The Democratic Liberal party, which supports Basescu, claimed it had poll results showing him at 50.7 per cent, to Geoana’s 49.3 per cent.

Both Basescu and Geoana urged calm amid reports there would be protests in the capital of Bucharest.

Turnout was high at about 57 per cent for a vote seen as crucial to Romania. The first round of elections on Nov. 22 was marred by allegations of multiple voting and votes being bought. There were similar reports Sunday.

The country is facing skyrocketing unemployment and a limping government since the ruling coalition fell apart two months ago amid party squabbling.

“We conclude 20 years since the end of communism. Today we end the transition. Starting from tomorrow we will go firmly toward Europe,” Geoana said. “We are committed to put an end to political crisis and in a few days we will have a government . . . with an authentic plan to fight against the economic crisis.”

Romania is seeking to unlock a C1.5 billion ($2 billion) International Monetary Fund bailout loan to pull it out of its deep recession but is unlikely to get one this year due to its political instability.

Geoana, 51, who served as Romania’s ambassador to the U.S. and then as foreign minister, heads the Social Democratic Party, the successor to the Communist Party that ruled for more than 40 years until the 1989 anti-communist revolt.

He styles himself as a modern Social Democrat, with former U.S. President Bill Clinton and former British Prime Minister Tony Blair his political role models. He lacks Basescu’s popular appeal but is seen as a clever negotiator.

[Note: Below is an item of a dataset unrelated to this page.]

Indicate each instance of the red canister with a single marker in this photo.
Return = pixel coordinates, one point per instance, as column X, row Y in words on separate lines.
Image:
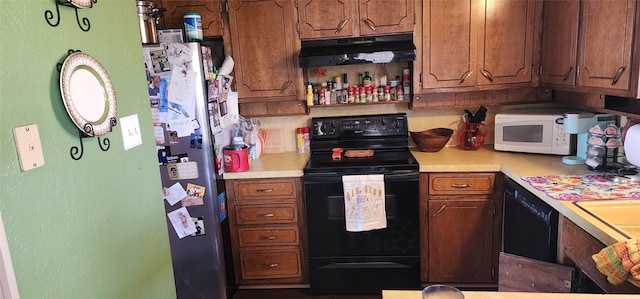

Geoana polled slightly lower than Basescu in the first round but was ahead in the most recent opinion poll after getting support from conservative rival Crin Antonescu, who won 20 per cent of the vote in the first round of the presidential race.

Basescu’s image was also damaged after a video appeared of him appearing to punch a 10-year-old boy during an election rally in 2004.

Geoana claimed in a Friday interview with The Associated Press that Basescu has fomented political instability and used Romania’s secret services to monitor his opponents.

Basescu, 58, had seen his popularity drop this year due to the economic downturn and political feuding, but still enjoys support, especially in rural areas and among the working class. He is a formidable fighter, feuding bitterly with all the political parties in recent years except for the Liberal Democrats he used to lead.

He argues he will modernize and reform Romania, saying much of the economy is under the control of corrupt oligarchs and media moguls with whom he links Geoana, a charge that has resonated with voters amid Romania’s economic woes.

Romania’s economy, already in a deep recession, is expected to shrink some 8.5 per cent this year with unemployment at more than 7 per cent, 3 percentage points higher than last year.

Basescu takes credit for raising Romania’s international profile by leading the country into the European Union in 2007, and hosting a major NATO summit in 2008 — the high point of his presidency.